Open a binary file explicitly in binary mode using "rb" (r = "read", b = "binary")
fp = open("example2","rb")
Read the first 100 bytes (The b at the beginning of the string marks it as a byte string)
fp.read(100)
Read the whole file into memory
data = open("example2","rb").read()
Check that Python and the file system agree on the number of bytes in the file (~3.2 MB)
len(data)
!ls -l example2
Let's take a look at the first 100 bytes again
data[:100]
The "WAVEfmt" string is a clue that we may be dealing with a WAV format audio file. A look at the WAV spec confirms our suspicions and gives us the necessary details for decoding the file (analogous to knowing the rules linking a TATA box to a transcriptional start site)
We'll scan for the first data subchunk, identified by a "data" label.

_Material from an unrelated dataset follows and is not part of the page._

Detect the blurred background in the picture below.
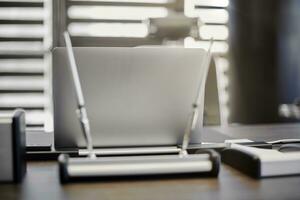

Note that because we read a byte string, we need to mark our search string as a byte string as well
data.find(b"data")
data[70:74]
The next 4 bytes give the size of this data subchunk, in "little endian" encoding (least significant byte first).
This is equivalent to writing a decimal number backwards. I.e., conventionally, we write twelve with the most significant (tens) digit first: "12". In little endian encoding we would write it "21".
data[74:78]
We'll write a helper function to decode little endian values
def littleBytes(a):
# Initialize decoded value to 0
r = 0
# Value is given _least_ significant byte first,
# so we'll look over the bytes in reverse order,
# taking the most significant byte first
for i in reversed(a):
# Left shift the current value 8 bits.
# This is equivalent to multiplying by 2**8=256.
# Think of it as adding a zero on the right of
# a decimal number (equivalent to multiplying by 10)
r = r << 8
# Interpret the current byte as a number and put
# it in the right-most "ones" position (which we
# just vacated with our left shift)
r += i
return r
Now we're ready to decode the size of the data subchunk
littleBytes(data[74:78])
So, this data subchunk is close to the full length of the file (~3.2 MB), implying that all of the audio content is in a single data block.
The data block is simply a list of little endian samples, which we can think of as measurements of displacements of a microphone of speaker membrane at evenly spaced points in time. Let's take a look at the first 10000 bytes of data (2500 samples)
x = [littleBytes(data[i:i+4]) for i in range(78,10078,4)]
min(x),max(x)
Note that this spans the full range available to 4 byte unsigned integer data
256**4-1
Let's plot the first 1000 samples
%matplotlib nbagg
import matplotlib.pyplot as plt
fig = plt.figure()
plt.plot(x[:1000])
With this signed interpretation of the data, we can re-plot the first 1000 samples and get something that looks like a waveform
a = 256**4
fig = plt.figure()
plt.plot([(i - a/2) % a for i in x[:1000]])
Plotting the full 10000 samples in x shows increasing volume
fig = plt.figure()
plt.plot([(i - a/2) % a for i in x])
To visualize the full file, rather than trying to plot 3.2 million points directly (which might overtax matplotlib's nbagg backend) we'll subsample by increasing the step size in our call to range (making sure that the step is a multiple of four, so that we stay in the right reading frame)
x = [littleBytes(data[i:i+4]) for i in range(78,len(data),160)]
len(x)
fig = plt.figure()
plt.plot([(i - a/2) % a for i in x])
This gives a good view of the volume envelope for the full file. If we were interested in a particular time range, we could plot the full set of samples for just that range.